Anyhow, everything works as expected with this query:
select * from test1
where id1=1::bigint and id2=1::bigint
and validtime && '[2020-01-01,2020-02-01)';
Learning this cost me some hours, I will never forget it again!
CodePudding user response:
Your answer is correct, but I want to add some background as to why this happens.

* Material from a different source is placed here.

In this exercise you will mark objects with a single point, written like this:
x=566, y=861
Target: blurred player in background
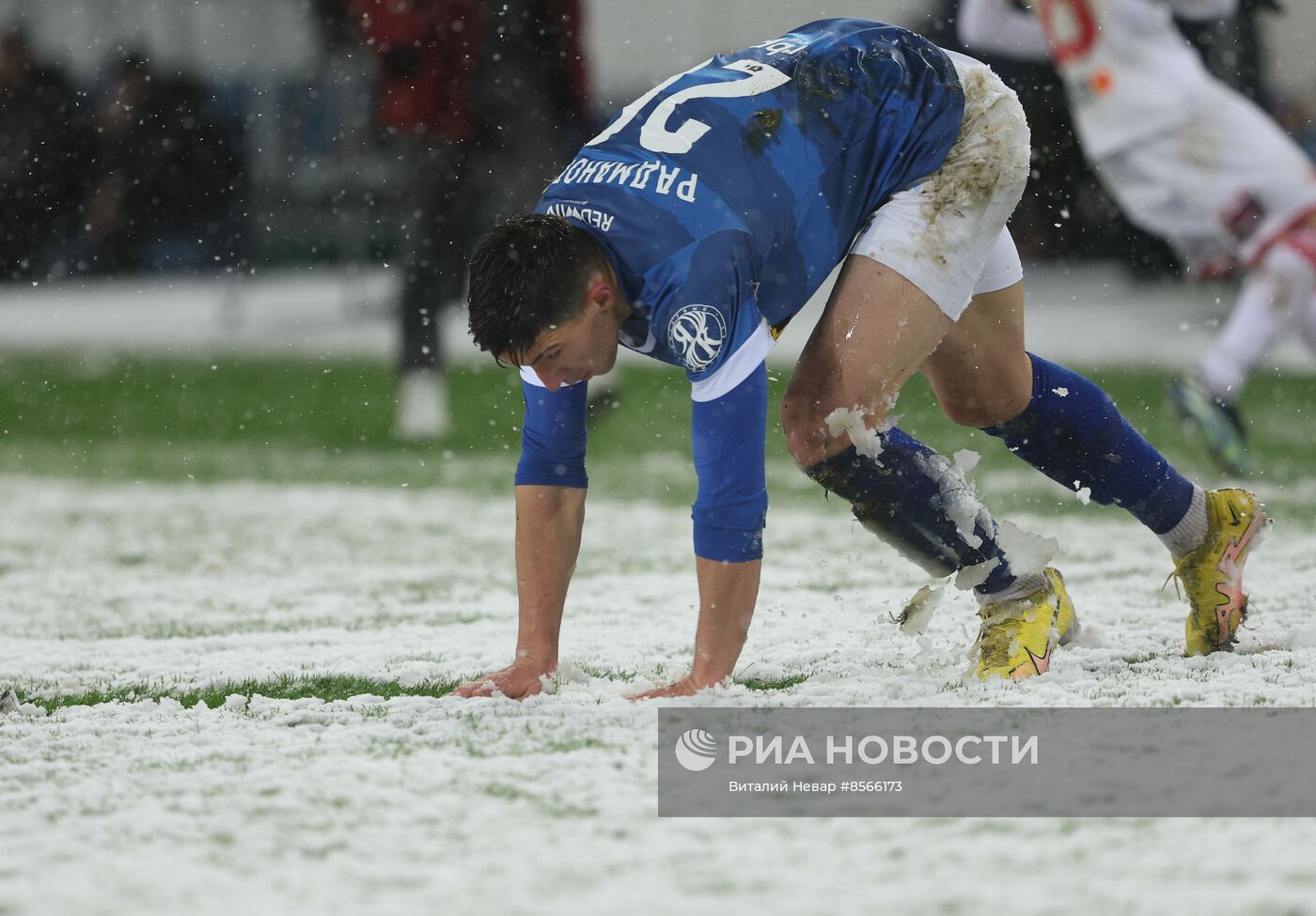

An index in PostgreSQL only supports the operators that belong to the operator family of its operator class. For GiST indexes on bigint
, that is
SELECT ao.amoplefttype::regtype,
op.oprname,
ao.amoprighttype::regtype
FROM pg_opfamily AS of
JOIN pg_am AS am ON of.opfmethod = am.oid
JOIN pg_amop AS ao ON of.oid = ao.amopfamily
JOIN pg_operator AS op ON ao.amopopr = op.oid
WHERE am.amname = 'gist'
AND ao.amoplefttype = 'bigint'::regtype;
amoplefttype │ oprname │ amoprighttype
══════════════╪═════════╪═══════════════
bigint │ < │ bigint
bigint │ <= │ bigint
bigint │ = │ bigint
bigint │ >= │ bigint
bigint │ > │ bigint
bigint │ <> │ bigint
bigint │ <-> │ bigint
(7 rows)
which explains why you have to cast to bigint
for the index to get used.
This is surprising if you are used to PostgreSQL, because PostgreSQL does not need such a cast with a B-tree index. The explanation is that the operator family for btree
has more operators:
SELECT ao.amoplefttype::regtype,
op.oprname,
ao.amoprighttype::regtype
FROM pg_opfamily AS of
JOIN pg_am AS am ON of.opfmethod = am.oid
JOIN pg_amop AS ao ON of.oid = ao.amopfamily
JOIN pg_operator AS op ON ao.amopopr = op.oid
WHERE am.amname = 'btree'
AND ao.amoplefttype = 'bigint'::regtype;
amoplefttype │ oprname │ amoprighttype
══════════════╪═════════╪═══════════════
bigint │ < │ bigint
bigint │ <= │ bigint
bigint │ = │ bigint
bigint │ >= │ bigint
bigint │ > │ bigint
bigint │ < │ smallint
bigint │ <= │ smallint
bigint │ = │ smallint
bigint │ >= │ smallint
bigint │ > │ smallint
bigint │ < │ integer
bigint │ <= │ integer
bigint │ = │ integer
bigint │ >= │ integer
bigint │ > │ integer
(15 rows)
and equality comparison between bigint
and integer
is among them.
You could have used a regular B-tree index to support your query if you had written the condition using >=
and <
rather than &&
, which would make the cast unnecessary, but of course you don't want to create a second index if there is already the index from the exclusion constraint.